Es betrifft vor allem die breite Akzeptanz von Gewalttätigkeit gegenüber Kindern. Ich erinnere mich nur mehr an recht wenig, was meine eigenen Erfahrungen in dieser Sache angeht und ich weigere mich, diesen Erinnerungen auch nur irgendwie auf die Sprünge zu helfen. Aber ich hab schon lange Klarheit darüber, daß meine Leute nach einem ordentlichen Verfahren in den Knast gewandert wären, wenn sie ihre pädagogischen Vorstellungen je hätten vor Gericht verhandeln müssen. Ich bin gewissermaßen ein Insider.

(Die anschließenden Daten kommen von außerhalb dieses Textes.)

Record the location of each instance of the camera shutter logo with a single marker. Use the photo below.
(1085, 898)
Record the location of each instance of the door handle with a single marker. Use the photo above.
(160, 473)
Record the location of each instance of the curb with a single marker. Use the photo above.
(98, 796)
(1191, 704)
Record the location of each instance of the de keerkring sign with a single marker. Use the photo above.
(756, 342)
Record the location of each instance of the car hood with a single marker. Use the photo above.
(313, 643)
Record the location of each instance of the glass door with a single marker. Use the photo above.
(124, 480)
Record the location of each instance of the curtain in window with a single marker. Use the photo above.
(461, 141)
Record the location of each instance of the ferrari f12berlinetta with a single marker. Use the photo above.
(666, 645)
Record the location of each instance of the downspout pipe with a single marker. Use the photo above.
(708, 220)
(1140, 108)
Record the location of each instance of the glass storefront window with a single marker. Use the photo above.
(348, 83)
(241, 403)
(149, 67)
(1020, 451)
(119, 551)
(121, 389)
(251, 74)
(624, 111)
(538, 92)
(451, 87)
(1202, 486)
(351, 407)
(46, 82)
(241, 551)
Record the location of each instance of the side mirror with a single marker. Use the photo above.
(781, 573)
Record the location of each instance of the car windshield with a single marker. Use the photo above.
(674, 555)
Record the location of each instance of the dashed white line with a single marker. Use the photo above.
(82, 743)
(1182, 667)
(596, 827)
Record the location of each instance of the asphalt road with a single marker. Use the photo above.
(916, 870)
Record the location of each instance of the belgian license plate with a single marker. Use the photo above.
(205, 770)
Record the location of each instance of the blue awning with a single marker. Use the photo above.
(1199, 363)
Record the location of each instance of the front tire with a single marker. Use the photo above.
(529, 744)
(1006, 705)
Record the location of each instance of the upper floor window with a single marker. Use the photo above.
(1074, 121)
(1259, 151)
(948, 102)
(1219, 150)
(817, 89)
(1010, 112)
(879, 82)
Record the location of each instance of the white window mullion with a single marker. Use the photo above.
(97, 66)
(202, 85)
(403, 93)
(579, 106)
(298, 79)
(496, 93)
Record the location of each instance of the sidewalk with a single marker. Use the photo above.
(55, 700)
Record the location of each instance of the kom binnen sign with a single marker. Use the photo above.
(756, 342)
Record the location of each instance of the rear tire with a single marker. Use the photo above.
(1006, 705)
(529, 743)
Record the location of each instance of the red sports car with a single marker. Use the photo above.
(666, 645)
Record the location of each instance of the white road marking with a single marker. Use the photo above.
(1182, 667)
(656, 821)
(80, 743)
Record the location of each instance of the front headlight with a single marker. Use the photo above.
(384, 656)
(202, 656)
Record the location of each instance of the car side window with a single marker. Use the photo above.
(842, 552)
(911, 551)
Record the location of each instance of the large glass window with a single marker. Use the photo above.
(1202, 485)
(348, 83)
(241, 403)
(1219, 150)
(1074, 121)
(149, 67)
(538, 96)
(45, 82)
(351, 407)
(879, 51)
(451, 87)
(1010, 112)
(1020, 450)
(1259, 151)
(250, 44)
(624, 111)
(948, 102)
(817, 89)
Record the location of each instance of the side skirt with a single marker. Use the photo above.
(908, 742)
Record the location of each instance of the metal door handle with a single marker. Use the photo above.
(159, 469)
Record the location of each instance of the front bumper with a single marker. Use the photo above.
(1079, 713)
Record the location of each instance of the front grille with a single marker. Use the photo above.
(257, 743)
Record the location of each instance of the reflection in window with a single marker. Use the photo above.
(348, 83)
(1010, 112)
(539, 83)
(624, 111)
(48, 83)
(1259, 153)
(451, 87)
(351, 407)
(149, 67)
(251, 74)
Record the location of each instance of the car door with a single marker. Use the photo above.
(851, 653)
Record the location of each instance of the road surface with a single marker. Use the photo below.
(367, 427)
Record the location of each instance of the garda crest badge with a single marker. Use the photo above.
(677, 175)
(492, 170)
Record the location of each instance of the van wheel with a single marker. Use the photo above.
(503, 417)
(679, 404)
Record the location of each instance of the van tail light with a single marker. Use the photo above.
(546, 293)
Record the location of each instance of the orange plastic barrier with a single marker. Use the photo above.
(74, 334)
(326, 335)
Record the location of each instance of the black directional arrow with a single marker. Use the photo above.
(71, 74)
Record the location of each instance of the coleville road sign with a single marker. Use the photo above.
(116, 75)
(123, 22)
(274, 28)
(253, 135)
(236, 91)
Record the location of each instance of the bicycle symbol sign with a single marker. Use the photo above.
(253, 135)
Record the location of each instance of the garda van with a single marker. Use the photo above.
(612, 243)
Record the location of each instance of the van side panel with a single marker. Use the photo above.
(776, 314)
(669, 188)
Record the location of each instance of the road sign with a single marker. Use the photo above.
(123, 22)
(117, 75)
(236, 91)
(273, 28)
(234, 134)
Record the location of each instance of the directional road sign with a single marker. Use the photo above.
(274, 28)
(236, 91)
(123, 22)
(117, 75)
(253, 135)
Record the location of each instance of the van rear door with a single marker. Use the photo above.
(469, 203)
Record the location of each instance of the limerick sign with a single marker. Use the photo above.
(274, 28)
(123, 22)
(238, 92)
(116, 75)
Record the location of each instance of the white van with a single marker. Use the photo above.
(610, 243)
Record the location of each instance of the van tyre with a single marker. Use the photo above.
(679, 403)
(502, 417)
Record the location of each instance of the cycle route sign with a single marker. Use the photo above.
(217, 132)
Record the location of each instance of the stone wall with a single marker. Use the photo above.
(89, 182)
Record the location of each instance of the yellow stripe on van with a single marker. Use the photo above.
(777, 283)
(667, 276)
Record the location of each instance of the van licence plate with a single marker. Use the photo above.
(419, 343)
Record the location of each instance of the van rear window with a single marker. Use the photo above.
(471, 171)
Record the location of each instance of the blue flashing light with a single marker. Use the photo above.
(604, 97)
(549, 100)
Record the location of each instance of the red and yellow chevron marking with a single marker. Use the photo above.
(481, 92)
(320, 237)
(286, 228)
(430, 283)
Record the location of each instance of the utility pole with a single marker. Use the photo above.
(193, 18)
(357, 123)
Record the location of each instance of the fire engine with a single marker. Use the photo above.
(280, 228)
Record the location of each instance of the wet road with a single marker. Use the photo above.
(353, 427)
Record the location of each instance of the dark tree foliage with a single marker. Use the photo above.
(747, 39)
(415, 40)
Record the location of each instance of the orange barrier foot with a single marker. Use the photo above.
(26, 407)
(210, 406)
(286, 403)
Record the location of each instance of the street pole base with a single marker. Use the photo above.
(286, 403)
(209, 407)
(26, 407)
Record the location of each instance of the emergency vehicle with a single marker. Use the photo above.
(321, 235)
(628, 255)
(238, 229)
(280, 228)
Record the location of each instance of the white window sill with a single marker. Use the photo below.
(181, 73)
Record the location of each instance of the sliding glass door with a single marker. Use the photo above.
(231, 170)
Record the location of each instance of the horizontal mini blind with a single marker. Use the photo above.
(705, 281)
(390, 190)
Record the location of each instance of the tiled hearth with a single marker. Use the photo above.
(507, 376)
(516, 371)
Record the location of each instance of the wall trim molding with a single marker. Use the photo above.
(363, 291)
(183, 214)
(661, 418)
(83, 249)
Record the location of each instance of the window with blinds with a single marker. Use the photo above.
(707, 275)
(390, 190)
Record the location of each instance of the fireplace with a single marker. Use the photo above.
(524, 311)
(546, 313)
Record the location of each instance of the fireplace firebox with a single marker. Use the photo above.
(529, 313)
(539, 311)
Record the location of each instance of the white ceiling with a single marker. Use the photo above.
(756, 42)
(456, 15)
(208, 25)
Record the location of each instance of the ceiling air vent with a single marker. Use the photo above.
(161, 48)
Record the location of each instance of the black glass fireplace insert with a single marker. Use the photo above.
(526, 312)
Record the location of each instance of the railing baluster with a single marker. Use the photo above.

Mein ganz privater Schrecken ob solcher Zustände ist zu schwer erträglicher Munterkeit erweckt worden, als vor einigen Monaten erstens ein abscheulicher Mensch angesichts des gewaltsamen Todes eines Kindes propagieren durfte, wer alt genug zum Einbrechen sei, sei auch alt genug zu sterben. (Siehe dazu den Eintrag vom 8.8.2009!)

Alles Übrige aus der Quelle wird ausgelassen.